Fermer les yeux. Fort. Trouver le sommeil. Sombrer dans la léthargie, le coma. Jusqu’à ce qu’elle soit là auprès de moi. Qu’elle m’entoure de ses bras, qu’elle me dise : « Je suis de retour ». Et jusque-là, dormir.
Je me souviens, je m’introspecte, je m’analyse : le sommeil a toujours été pour moi un moyen d’échapper à la réalité.
À l’aube de mes vingt ans, je suis vautré sur le canapé familial, un coussin calé contre mon ventre, un autre sous la joue, les yeux dans le vague, aux portes de l’endormissement. Mon père est dans le rocking-chair à côté ; il lève les yeux de son journal, jette un regard à sa progéniture avachie, et m’envoie : « Mais qu’est-ce qu’il t’arrive ? ». À ce moment, je comprends qu’il comprend, je sais qu’il sait, mes angoisses et mes interrogations, mes craintes et mes illusions. Il connaît le chemin que j’emprunte, la difficulté de la pente, le bonheur de l’arrivée au sommet. Et là, ça monte en moi, naissant dans la poitrine, passant par la gorge qui se resserre, et ne trouvant comme issue que mes yeux qui se mouillent :
« Papa, qu’est-ce qui va m’arriver si j’ai raté cet examen ?

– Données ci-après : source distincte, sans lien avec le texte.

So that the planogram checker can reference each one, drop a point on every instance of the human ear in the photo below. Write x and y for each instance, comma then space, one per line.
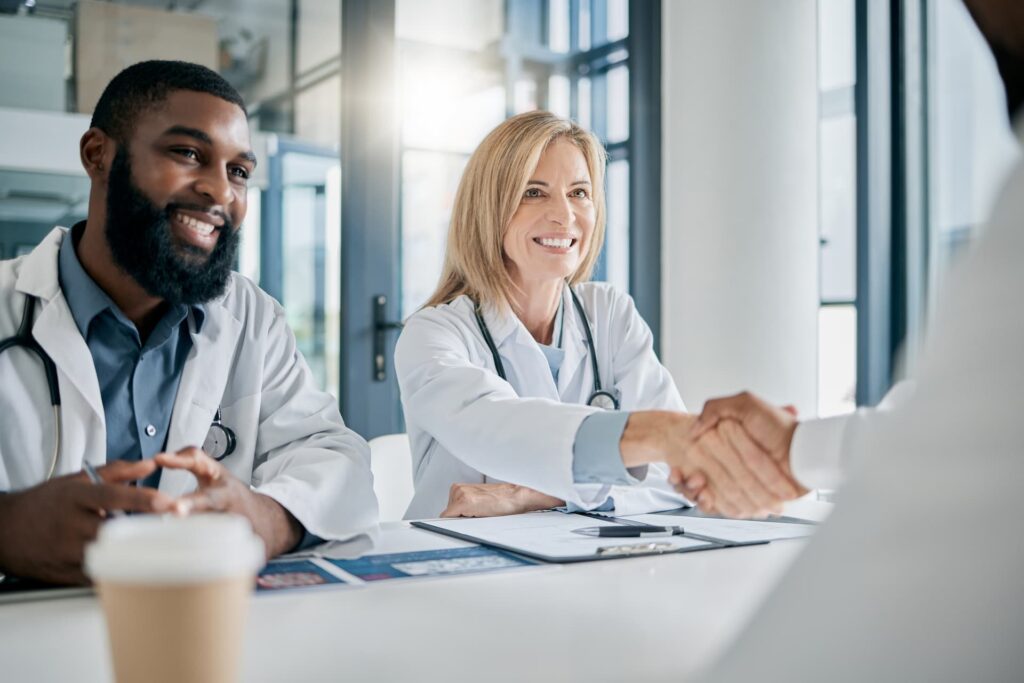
96, 150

– C’est un faux problème, fils. Parce que si tu as raté ton examen, il sera toujours temps de t’interroger sur ton avenir après les résultats. Et si tu l’as réussi, cette question n’a pas lieu d’être. »
Mon père a toujours eu cette façon à la fois élégante et rassurante de se sortir des situations les plus embarrassantes. La patineuse qui enchaîne ses figures le fait avec une telle grâce qu’on en oublierait les centaines d’heures passées à répéter sur la glace. Comme papa : double axel, triple lutz piquée, « C’est un faux problème, débrouille-toi avec ça, fils. »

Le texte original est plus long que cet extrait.